The musical comedy-drama movie "The Sapphires" revolves around the lives of four Australian Aboriginal artists. When the four talented girls perform to U.S. troop in Vietnam, they come to appreciate the different, but often intertwined, values of war, love, and friendship. The film is based on a 2004 stage play of the same name. Interestingly, the play was based on a true story. It was directed by Wayne Blair.

"The Sapphires" opens with the trio of Gail (Deborah Mailman), Cynthia (Miranda Tapsell), and Diana (Jessica Mauboy) all upbeat about competing in an upcoming talent search. Soon, viewers are introduced to their amazing talent when the opening scenes are interrupted to show the three girls singing with their mother (Kylie Belling). When the opposing group hears the trio's rendition of "Today I Started Loving You Again" by Merle Haggard, they are visibly impressed. As one would expect in such movies, the morally bankrupt judges give the prize to the losers. When they walk out of the session angrily, they are followed by a talent quest host who knows a thing or two about good music.

As fate would have it, an ambitious talent promoter Julie (Jessica Mauboy) is advertising for wartime entertainers just right outside the pub. The opportunistic talent scout Dave Lovelace (Chris O'Dowd) quickly links up the girls with the promoter. Together, they organize for an interstate audition after securing the girls' parents' consent.

They go to Melbourne, where they meet with their estranged cousin Kay (Shari Shebbens). Interestingly, Kay used to sing with the trio before she was forcibly ejected from the group by her family. She is surprised to see her beloved cousins in the city and among a Tupperware party no less, and she joins the group to form a quartet. Matters develop rapidly, and soon they are performing their first gig in Saigon.

The movie, which is set in 1968 Australia, is rather sweet. In fact, this is the kind of movie that is not easy to appreciate by reading a review, but rather by watching the real thing. As a charming Australian importation, "The Sapphires" have few comparisons in terms of its show worthiness. Those who have watched "The commitments" and "Hear My Song" will know what this means. What is more, the movie has a social conscience that it makes good use of as the minutes roll away. The unhappy plight of the Aboriginal people, who weren't even considered citizens in their own country before 1967, is briefly clearly highlighted. That they were merely considered part of the flora and fauna of the land down under was bad enough without the government routinely institutionalizing their children.

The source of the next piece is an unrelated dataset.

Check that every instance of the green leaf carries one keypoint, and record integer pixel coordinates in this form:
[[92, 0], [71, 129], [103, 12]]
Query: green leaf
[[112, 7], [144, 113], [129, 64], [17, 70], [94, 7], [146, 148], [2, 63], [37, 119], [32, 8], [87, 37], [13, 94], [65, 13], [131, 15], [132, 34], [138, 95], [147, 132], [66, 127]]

"The Sapphires," however, is not all about conscience. It is a fun movie with upbeat cinematography delivered by Warwick Thornton. Viewers may get the feeling that production designer Melinda Doring was really having fun while making her contribution to this movie, especially when it comes to period retro. The sound team is not left far behind either as the impacts of the songs are clearly felt in the movie. Along with the technical aspects of the film, the cast members are quite engaging too.

Apart from the joyful musical elements in the movie, which are mostly renditions of soul tunes of that era, the characters are also quite enjoyable to watch. Lovelace, the quartet's manager, is the one who has to shoulder the movie's comical side. Lovelace, who was once an entertainment director of a cruise ship, is romantically interested in one of the girls. He is the one who convinces them to switch from Western, country songs to soul music. The viewer can clearly draw a parallel here with "The Commitment." O'Dowd's star is clearly on the rise if his performance in "Bridesmaids," and now "The Sapphires," is anything to go by.

In his debut as a director, Blair does not disappoint either. He seems to appreciate that, although "The Sapphires" is basically an entertaining movie filled with hearty laughs, the movie has a few serious issues to underscore. Audiences can notice this, for example, in the clear parallel between the racial tension in America and the Aboriginal conflict during the sixties. He uses music to ensure that these serious undertones do not overshadow the entertainment value of the movie.

Some critics have pointed out that the acting of the female quartet is a little below par and that O'Dowd is left with some very heavy lifting to do. If this is true, then the situation is certainly redeemed by the smashing voice of the ladies. Those who want a feel-good movie with a conscience, good music, and a festival tune must watch "The Sapphires."